Published 12:00 am Monday, March 28, 2011

By Paul J. Weber
Associated Press
SAN ANTONIO — Move over, Butler. Virginia Commonwealth is crashing the Final Four.
Two weeks ago, the 11th-seeded Rams so doubted they would get a NCAA tournament invite that they watched Cartoon Network and went out for burgers instead of watching the selection show. Now, all of America will be watching them in the Final Four.
The 11th-seeded Rams are heading to Houston, and final No. 1 seed Kansas is heading home after the biggest March upset in years.
VCU stunned the Jayhawks 71-61 on Sunday, becoming just the third 11th seed to make the Final Four. The Jayhawks had been the last top seed standing, but what looked like an easy path to the final weekend ended in a stunning collapse.
Eighth-seeded Butler, you’re promoted to a favorite next week. VCU is the trendy underdog pick this year.
“Once again we felt like nobody really thought we could win going into this game,” said VCU coach Shaka Smart, the budding star of the tournament. “Our guys have done a phenomenal job of putting all the doubters aside, all the people that didn’t believe in us, and going out to do their job.”
VCU guard Joey Rodriguez counted one of Kansas’ vaunted Morris twins — Marcus or Markieff — as one of those many doubters. During a pregame captains meeting with officials, Rodriguez said one of the brothers offered him some parting words: “The run ends here.”
“We’ll see,” Rodriguez shot back.
The Jayhawks saw all right.
VCU players, hoisting their Southwest regional champion trophy, poured into the temporary bleachers where VCU’s widely outnumbered fans sat in an Alamodome that was otherwise colored in Kansas blue and white.
VCU had sold out its allotment of 1,000 tickets in San Antonio after advancing farther than any Rams team in school history. The weekend before in Chicago, VCU had so many leftovers that Purdue fans scooped them up.
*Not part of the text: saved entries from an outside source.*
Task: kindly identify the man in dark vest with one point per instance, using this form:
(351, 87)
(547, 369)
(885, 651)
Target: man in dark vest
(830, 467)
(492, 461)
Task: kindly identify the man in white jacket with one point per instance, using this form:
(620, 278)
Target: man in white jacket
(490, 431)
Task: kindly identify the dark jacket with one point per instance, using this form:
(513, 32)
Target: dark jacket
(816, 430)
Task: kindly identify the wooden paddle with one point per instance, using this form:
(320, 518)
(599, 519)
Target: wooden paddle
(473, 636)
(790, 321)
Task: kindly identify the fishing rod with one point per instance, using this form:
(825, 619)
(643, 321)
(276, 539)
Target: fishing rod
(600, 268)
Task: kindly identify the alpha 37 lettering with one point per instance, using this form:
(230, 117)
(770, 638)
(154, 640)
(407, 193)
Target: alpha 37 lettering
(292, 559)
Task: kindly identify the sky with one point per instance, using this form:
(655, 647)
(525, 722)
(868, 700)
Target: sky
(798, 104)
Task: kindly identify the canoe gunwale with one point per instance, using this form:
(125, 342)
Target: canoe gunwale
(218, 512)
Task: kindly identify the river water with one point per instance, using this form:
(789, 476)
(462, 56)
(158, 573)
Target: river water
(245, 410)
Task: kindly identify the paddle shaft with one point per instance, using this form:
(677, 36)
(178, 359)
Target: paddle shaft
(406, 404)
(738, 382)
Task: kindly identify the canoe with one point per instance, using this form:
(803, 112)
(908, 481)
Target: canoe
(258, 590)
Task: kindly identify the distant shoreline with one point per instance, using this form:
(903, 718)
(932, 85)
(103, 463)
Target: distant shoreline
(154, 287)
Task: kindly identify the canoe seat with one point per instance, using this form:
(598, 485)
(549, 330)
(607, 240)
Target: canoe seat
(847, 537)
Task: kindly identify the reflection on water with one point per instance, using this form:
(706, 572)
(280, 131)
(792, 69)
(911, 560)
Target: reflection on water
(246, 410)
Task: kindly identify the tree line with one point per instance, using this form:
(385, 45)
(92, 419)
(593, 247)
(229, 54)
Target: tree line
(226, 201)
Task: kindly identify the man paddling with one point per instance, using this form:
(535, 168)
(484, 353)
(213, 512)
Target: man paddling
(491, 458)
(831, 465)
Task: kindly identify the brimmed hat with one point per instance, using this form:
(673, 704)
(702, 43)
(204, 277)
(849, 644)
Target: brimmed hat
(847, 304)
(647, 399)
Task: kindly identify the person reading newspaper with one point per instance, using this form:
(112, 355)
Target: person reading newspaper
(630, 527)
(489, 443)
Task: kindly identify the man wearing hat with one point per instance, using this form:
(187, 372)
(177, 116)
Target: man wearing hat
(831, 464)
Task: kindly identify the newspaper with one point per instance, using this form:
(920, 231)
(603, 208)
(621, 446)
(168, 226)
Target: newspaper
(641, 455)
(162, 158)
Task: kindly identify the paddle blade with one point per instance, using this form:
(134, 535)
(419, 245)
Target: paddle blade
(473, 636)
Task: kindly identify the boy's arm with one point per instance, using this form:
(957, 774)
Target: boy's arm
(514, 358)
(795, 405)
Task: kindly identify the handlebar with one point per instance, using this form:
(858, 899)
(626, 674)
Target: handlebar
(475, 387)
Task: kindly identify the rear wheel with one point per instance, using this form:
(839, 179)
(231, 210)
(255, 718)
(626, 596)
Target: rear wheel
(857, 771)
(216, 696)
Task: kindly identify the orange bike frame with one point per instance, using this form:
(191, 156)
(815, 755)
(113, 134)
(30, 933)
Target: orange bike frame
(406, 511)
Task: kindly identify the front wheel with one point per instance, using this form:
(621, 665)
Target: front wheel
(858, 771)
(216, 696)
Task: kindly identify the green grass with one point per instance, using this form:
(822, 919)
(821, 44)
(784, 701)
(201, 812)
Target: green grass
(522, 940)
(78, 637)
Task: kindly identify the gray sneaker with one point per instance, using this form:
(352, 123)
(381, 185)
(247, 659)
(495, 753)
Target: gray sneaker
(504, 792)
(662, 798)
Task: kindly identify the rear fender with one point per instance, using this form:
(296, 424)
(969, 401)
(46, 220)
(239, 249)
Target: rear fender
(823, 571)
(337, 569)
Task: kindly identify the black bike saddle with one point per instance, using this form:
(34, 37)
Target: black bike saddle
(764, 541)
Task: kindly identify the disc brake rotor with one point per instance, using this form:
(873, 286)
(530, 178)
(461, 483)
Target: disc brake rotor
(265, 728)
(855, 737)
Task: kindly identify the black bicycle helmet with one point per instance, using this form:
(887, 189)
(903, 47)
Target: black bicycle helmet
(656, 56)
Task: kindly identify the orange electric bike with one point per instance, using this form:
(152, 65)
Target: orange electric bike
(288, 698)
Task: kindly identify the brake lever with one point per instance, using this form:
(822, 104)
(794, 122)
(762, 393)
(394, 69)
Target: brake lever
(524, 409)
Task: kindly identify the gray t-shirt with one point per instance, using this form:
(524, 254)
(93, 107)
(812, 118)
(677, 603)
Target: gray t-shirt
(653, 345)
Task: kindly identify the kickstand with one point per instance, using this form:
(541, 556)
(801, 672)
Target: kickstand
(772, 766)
Jamie Skeen led VCU with 26 points, and as the final seconds ticked down, heaved the ball from the free throw line into the stands behind the opposite backboard. His teammates on the bench, who spent the final minutes with locked arms to hold each other back, finally spilled out onto the court, grinning ear to ear.
Kansas players walked slowly off the court. Several, including Markieff Morris, cried.
“Probably the best game they played ever,” Markieff said. “Probably the best game ever as a school tonight. We let them. We let them beat us.”
Smart was guided from one interview to another wearing the cut-down net around his neck. The cheers for VCU were only interrupted for guard Brandon Rozzell, who stood at midcourt as the crown serenaded him with an impromptu “Happy Birthday.”
The celebration even carried to other arenas. In Newark, N.J., where Kentucky was playing North Carolina, the crowd erupted when the public address announcer broadcast the final score from Texas.
“Anything is possible,” he told the arena.
It’s George Mason all over again, and VCU had an even tougher Final Four path than their tiny conference brethren in 2006.
The Rams needed five wins to go from First Four to Final Four.
Along the way, they toppled the Pac-10’s Southern California, the Big East’s Georgetown, the Big 10’s Purdue, the ACC’s Florida State and now the Big 12’s Kansas.